The Wind

The walls began to visually pour with black blood in good old horror-movie fashion. Clearly this was done to intensify my fear and at the time the effect was horrific, although I didn’t have a moment in which to panic. With what little self control I had left I managed to get back into my body a couple more times, whereupon I made desperate but vain attempts to awaken the witch man beside me.

When I managed to speak – this took a monumental effort – my voice sounded strangulated and barely audible, shocking to hear.
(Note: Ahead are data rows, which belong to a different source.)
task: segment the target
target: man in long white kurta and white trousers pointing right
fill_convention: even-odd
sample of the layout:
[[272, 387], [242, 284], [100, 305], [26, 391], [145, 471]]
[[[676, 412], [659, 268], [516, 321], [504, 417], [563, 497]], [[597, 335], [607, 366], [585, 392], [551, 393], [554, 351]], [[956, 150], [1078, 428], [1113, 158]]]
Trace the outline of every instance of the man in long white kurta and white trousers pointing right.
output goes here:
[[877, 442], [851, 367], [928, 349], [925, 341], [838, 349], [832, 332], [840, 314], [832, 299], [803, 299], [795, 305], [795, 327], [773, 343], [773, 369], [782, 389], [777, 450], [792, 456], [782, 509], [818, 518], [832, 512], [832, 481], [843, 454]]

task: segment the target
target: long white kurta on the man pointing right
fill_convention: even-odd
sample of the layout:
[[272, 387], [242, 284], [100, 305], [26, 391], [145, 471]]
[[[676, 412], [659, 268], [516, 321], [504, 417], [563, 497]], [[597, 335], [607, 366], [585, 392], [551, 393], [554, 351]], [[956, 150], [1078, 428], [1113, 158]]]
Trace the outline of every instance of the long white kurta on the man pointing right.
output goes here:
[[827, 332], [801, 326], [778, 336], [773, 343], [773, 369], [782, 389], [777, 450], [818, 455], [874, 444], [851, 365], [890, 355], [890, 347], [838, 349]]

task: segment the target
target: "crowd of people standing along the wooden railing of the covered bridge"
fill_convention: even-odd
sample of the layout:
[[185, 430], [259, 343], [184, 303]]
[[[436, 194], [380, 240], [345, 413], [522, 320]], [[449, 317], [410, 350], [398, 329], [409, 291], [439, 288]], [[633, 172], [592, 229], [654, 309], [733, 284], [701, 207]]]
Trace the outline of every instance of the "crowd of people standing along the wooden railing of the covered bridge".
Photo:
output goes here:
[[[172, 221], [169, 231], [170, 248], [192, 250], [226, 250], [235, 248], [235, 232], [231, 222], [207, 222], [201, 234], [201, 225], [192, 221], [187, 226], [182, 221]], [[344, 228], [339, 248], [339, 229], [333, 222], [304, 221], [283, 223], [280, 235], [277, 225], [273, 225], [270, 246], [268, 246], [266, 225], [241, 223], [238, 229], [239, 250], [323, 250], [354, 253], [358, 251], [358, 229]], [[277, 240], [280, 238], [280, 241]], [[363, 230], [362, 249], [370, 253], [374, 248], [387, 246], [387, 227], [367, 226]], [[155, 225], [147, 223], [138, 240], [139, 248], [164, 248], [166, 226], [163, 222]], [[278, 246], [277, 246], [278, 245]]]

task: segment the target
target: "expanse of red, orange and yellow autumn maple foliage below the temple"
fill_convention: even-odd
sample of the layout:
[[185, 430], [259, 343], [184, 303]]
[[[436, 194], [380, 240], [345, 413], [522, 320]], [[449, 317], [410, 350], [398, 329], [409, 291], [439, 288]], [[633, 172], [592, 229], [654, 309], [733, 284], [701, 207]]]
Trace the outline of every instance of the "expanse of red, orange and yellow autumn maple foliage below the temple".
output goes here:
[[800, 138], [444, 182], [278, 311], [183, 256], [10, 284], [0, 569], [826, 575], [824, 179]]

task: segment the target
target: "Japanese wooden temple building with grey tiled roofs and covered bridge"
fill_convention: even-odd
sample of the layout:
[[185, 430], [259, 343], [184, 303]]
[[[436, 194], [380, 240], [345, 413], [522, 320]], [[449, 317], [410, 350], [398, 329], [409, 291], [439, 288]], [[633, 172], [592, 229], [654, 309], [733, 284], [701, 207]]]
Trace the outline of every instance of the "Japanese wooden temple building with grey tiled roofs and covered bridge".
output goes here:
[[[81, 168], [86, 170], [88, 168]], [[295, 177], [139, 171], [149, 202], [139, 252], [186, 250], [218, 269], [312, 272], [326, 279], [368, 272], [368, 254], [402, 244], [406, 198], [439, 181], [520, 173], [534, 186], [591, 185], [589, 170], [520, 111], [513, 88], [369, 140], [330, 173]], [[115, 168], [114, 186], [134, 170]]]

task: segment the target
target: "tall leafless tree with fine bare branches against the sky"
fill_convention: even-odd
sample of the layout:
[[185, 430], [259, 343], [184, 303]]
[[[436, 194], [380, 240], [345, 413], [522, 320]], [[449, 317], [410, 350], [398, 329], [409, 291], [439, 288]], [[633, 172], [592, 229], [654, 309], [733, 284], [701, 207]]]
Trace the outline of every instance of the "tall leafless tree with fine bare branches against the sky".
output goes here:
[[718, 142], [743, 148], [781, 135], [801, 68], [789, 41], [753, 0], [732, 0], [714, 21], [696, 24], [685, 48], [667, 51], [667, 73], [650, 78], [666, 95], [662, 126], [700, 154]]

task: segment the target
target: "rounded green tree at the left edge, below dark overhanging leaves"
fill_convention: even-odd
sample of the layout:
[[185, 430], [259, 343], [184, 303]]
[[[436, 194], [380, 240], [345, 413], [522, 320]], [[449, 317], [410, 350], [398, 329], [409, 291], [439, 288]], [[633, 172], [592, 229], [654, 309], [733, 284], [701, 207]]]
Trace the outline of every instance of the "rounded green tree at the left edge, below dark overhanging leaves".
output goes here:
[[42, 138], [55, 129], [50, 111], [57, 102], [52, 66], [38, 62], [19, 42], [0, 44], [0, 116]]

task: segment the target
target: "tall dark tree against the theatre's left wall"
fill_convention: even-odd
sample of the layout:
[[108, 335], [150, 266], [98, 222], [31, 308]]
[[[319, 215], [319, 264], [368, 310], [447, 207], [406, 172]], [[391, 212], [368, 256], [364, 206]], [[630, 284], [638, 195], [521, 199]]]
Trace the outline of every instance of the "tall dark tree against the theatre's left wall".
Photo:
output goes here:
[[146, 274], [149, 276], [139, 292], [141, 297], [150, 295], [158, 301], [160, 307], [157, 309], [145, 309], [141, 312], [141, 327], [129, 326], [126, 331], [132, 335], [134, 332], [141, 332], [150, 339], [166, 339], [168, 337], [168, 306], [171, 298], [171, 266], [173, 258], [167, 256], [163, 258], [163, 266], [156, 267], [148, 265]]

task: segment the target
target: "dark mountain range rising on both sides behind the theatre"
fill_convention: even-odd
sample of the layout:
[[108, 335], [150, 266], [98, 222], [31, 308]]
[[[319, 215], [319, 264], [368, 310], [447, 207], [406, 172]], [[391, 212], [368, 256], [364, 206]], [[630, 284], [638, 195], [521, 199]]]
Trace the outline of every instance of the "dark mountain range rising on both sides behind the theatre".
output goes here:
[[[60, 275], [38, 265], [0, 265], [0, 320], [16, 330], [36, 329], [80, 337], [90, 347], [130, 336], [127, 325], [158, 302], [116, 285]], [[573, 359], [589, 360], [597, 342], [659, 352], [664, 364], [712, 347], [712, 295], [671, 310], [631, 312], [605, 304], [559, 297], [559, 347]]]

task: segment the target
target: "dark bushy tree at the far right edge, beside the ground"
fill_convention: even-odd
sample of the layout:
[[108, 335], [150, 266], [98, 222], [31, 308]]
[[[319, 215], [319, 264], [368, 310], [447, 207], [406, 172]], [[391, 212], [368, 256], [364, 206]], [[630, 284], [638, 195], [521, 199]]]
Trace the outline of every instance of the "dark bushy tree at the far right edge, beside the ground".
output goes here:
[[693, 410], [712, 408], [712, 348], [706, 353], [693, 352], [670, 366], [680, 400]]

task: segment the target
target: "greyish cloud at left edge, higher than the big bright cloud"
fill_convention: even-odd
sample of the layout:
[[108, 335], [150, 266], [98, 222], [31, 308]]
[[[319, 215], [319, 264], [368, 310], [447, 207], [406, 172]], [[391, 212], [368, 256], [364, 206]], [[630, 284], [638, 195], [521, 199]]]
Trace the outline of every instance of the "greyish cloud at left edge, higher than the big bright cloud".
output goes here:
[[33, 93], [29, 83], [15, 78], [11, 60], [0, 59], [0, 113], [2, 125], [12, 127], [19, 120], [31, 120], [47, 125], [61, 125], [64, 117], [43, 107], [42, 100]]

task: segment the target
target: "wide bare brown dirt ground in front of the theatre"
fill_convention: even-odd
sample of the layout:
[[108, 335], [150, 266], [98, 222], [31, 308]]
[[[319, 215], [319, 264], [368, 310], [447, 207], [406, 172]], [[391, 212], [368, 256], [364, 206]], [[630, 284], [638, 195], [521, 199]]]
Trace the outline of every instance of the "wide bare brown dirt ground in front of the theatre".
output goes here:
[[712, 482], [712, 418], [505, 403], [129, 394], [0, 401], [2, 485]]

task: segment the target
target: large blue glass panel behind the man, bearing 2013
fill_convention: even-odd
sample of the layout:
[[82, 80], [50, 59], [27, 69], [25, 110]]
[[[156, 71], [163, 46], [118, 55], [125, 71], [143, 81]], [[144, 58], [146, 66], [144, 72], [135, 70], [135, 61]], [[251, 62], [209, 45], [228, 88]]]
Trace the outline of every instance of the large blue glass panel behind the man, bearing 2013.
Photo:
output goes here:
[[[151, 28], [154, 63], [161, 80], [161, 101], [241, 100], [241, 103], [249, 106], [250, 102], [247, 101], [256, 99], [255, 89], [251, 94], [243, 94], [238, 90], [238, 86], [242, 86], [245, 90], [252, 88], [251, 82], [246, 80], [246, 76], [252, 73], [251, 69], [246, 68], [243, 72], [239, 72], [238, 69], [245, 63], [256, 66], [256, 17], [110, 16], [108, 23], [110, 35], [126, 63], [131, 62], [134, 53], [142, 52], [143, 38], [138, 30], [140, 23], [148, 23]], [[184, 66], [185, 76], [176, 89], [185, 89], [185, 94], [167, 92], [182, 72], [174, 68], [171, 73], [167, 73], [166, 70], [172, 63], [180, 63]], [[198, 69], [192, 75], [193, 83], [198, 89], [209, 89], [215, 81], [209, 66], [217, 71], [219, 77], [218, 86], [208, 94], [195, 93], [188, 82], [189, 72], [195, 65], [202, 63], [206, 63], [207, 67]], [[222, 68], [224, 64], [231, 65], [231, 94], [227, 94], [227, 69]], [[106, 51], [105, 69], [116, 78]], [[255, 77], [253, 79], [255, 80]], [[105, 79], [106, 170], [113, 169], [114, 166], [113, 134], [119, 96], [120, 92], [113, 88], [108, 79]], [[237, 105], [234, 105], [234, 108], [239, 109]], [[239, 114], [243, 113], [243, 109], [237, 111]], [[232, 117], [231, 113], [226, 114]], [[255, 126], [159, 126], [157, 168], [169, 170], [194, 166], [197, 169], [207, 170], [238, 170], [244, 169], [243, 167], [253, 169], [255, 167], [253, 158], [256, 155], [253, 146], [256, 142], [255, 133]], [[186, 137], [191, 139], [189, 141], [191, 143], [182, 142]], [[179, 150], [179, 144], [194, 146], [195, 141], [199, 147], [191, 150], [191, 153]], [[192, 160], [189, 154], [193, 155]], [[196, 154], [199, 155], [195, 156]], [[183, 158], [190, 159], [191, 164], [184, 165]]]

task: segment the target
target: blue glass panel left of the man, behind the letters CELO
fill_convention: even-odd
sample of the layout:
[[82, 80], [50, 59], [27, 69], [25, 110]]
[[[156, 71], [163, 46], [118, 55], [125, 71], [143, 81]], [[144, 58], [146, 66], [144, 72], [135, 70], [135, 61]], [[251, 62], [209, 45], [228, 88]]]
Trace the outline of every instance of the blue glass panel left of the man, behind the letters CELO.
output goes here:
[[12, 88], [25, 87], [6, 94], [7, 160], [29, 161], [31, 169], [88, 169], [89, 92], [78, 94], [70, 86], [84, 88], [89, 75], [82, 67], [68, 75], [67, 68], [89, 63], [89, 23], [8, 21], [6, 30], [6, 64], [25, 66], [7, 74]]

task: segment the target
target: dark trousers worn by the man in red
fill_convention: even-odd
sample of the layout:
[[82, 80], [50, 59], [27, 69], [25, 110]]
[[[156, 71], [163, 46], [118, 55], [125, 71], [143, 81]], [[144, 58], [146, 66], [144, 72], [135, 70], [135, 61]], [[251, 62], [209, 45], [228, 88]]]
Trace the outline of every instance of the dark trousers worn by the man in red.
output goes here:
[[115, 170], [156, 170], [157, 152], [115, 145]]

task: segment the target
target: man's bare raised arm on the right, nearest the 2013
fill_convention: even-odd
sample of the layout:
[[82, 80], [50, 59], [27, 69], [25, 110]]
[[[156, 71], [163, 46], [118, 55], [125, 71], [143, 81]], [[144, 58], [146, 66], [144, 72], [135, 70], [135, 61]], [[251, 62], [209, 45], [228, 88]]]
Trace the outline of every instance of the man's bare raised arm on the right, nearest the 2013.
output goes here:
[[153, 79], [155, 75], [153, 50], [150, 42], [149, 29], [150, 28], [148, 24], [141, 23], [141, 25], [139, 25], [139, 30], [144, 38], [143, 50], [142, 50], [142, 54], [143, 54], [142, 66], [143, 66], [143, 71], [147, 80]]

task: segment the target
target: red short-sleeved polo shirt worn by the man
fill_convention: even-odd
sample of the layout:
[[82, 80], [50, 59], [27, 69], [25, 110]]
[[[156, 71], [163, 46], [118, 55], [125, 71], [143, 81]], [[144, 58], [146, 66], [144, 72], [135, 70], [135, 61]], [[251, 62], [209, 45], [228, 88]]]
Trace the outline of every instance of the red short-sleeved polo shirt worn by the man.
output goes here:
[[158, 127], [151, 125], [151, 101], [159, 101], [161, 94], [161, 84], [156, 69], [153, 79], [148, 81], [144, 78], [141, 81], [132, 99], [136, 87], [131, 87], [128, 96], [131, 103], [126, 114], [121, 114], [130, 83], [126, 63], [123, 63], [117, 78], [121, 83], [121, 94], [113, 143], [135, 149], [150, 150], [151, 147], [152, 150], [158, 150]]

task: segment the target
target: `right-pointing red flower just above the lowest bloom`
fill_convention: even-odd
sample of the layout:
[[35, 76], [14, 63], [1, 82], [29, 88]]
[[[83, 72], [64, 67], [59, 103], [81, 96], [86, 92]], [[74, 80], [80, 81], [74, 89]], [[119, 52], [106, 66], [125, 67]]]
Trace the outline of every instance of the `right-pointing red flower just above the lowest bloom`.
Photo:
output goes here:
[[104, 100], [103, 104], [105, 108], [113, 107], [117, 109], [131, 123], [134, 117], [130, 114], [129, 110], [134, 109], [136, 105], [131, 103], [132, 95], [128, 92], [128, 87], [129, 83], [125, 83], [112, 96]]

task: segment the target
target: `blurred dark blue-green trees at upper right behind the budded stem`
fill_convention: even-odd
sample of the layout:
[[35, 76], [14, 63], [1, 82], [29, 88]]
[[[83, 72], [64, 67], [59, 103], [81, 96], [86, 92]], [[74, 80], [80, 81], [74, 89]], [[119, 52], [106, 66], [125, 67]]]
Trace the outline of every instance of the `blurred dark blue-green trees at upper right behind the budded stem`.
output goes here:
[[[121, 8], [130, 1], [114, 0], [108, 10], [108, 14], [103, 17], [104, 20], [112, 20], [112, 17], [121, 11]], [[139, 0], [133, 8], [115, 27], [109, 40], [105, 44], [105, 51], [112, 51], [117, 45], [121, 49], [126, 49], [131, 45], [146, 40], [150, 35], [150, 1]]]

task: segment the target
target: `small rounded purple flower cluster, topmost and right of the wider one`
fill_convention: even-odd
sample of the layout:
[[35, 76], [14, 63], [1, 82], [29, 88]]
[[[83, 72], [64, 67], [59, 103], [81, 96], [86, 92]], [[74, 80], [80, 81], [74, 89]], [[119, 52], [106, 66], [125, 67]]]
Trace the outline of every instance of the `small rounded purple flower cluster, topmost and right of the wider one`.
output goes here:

When I next got ripped out I was more horrified than ever to find that I’d brought the sleeping self of the witch with me.

I dropped him immediately and I confess that I blamed him at that moment for what was happening, considering that he had encouraged the force to come after me and had failed utterly in his promise to protect me.

Alone in the corner of the ceiling, mortally afraid and pinned into place by the wind, I gathered my thoughts enough to move along the wall, away from the large (closed) double windows where the wind seemed to be coming from.

The Witch

This happened more than 14 years ago.

One night without warning, between 1.00 and 2.00 am, the source of my darkest fears  – the demon itself which had haunted and pursued me throughout my entire childhood and adolescence – returned with a vengeance and ripped me out of my body within seconds of me lying down in bed.

I was completely sober and fully conscious. The only way it can be described at this point is as a hurricane-like silent wind that was at one with the darkness.

I was aware of the time because the bed had no headboard and during the struggle I was able to force my head back over the edge, putting my upside-down vision into line with the clock on the video recorder.

Every time I managed to fight my way back into my body (an enormous struggle of to-ing and fro-ing which lasted about 15 or 20 minutes) I would check on the time in a desperate attempt to keep a grip on the waking world; on ‘reality’.

At a certain point the force proved too strong and I found myself blown against a corner of the ceiling, looking down at my own body and that of my (then) boyfriend. The ‘witch’.